Two years ago the citizen science project Weather Rescue was used to digitize hand-written weather observations from the Met Office’s Daily Weather Reports from the years 1900-1910 (Figure 1). These were, as the name suggests, daily documents that published weather observations from various locations around Great Britain and Ireland, plus some countries in western Europe (Figure 2). This was the second phase of Weather Rescue and was based on a very successful effort to digitize hourly observations at the Ben Nevis observatory and two stations in Fort William.

The Daily Weather Reports were digitized by 2148 volunteers between December 2017 and July 2018 with five volunteers asked to transcribe each observation of pressure, temperature and rainfall. If the volunteers entered the same value it would be stored in a spreadsheet for the appropriate day, but if enough volunteers disagreed on a value it would be flagged as an error in the spreadsheet and subjected to quality control.

Figure 1: the top half of page 1 of the Daily Weather Report from Wednesday 1st July 1903.

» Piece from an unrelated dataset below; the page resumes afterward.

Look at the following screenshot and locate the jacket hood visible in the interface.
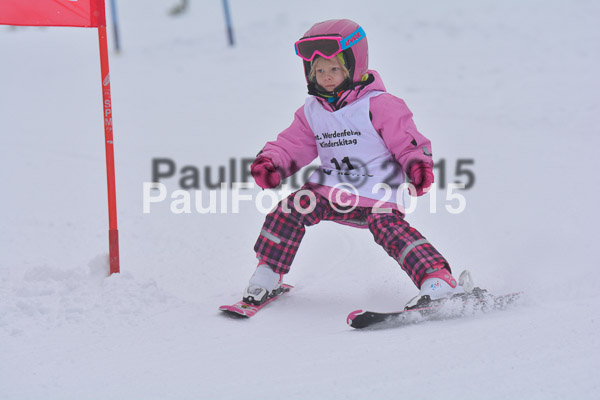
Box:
[313,70,387,110]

This is where I came in. For six months beginning in July 2018 I conducted the quality control on the entire dataset of observations recovered from the Daily Weather Reports. That was 4017 spreadsheets with a growing number of stations each year. To quality control the dataset, I compared every flagged error to the entry in the original documents (available online from the Met Office’s National Meteorological Library and Archive). Any values that were illegible I deleted from the spreadsheet, but I had confidence in some of the values so replaced the error in the spreadsheet with the value from the original document. Using multiple volunteers for each observation helped to avoid transcription errors such as confusing a 3 for an 8 or typing the wrong number, which are easy mistakes to make but this method removes the obvious errors by volunteers.

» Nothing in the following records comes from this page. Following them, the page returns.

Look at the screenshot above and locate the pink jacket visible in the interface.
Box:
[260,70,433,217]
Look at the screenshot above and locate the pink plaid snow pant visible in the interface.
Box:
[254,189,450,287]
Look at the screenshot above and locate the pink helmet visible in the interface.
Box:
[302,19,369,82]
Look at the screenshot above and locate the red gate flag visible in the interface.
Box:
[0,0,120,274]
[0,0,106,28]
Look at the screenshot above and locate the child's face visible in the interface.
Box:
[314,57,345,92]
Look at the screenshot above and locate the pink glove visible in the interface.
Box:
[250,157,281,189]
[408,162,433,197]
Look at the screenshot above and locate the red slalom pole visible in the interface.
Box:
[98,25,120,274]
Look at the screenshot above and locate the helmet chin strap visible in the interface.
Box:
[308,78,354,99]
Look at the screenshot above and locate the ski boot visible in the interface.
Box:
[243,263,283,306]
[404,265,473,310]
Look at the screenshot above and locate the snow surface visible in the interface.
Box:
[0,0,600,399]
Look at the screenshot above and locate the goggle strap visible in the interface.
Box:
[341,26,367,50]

It’s fair to say that processing 4017 daily spreadsheets for six months was a pretty tedious task.  I mostly identified the errors by eye but also used a simple Python script to show any errors I had missed. Most spreadsheets only had a small number of errors, but some spreadsheets required substantially more work. For example, there were some spreadsheets with lots of errors that may have been caused by some misaligned images from the scanned documents. Although this was a tedious task it was generally very straightforward, and since I’d just spent months writing my PhD thesis it was a nice change! I also learned to understand the old Imperial units for pressure and temperature for the first time after having only ever used metric units!

The new data recovered from the Daily Weather Reports has filled some gaps and corrected errors in the existing observational records. For example, in the International Surface Pressure Databank version 4.7 (ISPDv4.7) there are no stations in England and Wales for 1900-1910, with four in Scotland, three in Ireland and one in the Channel Islands. Weather Rescue has provided new pressure observations from 28 stations in Great Britain, Ireland and the Channel Islands (Figure 2) – data from Stornoway, Aberdeen and Valentia are already in ISPDv4.7. The new pressure data will help to constrain the ensemble of the Twentieth Century Reanalysis (20CR). The lack of pressure observations means that there is often large uncertainty of the atmospheric circulation across the 80 realizations in 20CR version 3 (20CRv3), particularly for high impact weather events such as cyclones!

Figure 2: map of stations in the 1900-1910 Daily Weather Reports. The country boundaries are the modern day borders.

The full observations dataset is available from the Centre for Environmental Data Analysis. It contains 1,832,926 observations of pressure, temperature and rainfall from 72 stations in Great Britain, Ireland and Western Europe (Figure 2). The data are stored in daily spreadsheets and in the Station Exchange Format (SEF), which is to be the international standard for exchanging historical weather data. In the daily spreadsheets, the data are stored in their original Imperial units: pressure in inches of mercury (in Hg), temperature in degrees Fahrenheit (°F) and rainfall in inches (in). These were converted into SI units for the SEF files: pressure in hectopascals (hPa), temperature in degrees Celsius (°C) and rainfall in millimetres (mm).

Please also keep an eye out for my paper coming up in Geoscience Data Journal that describes the dataset and quality control process in more detail. I also compare the recovered observations to 20CRv3 and the Met Office’s gridded precipitation dataset.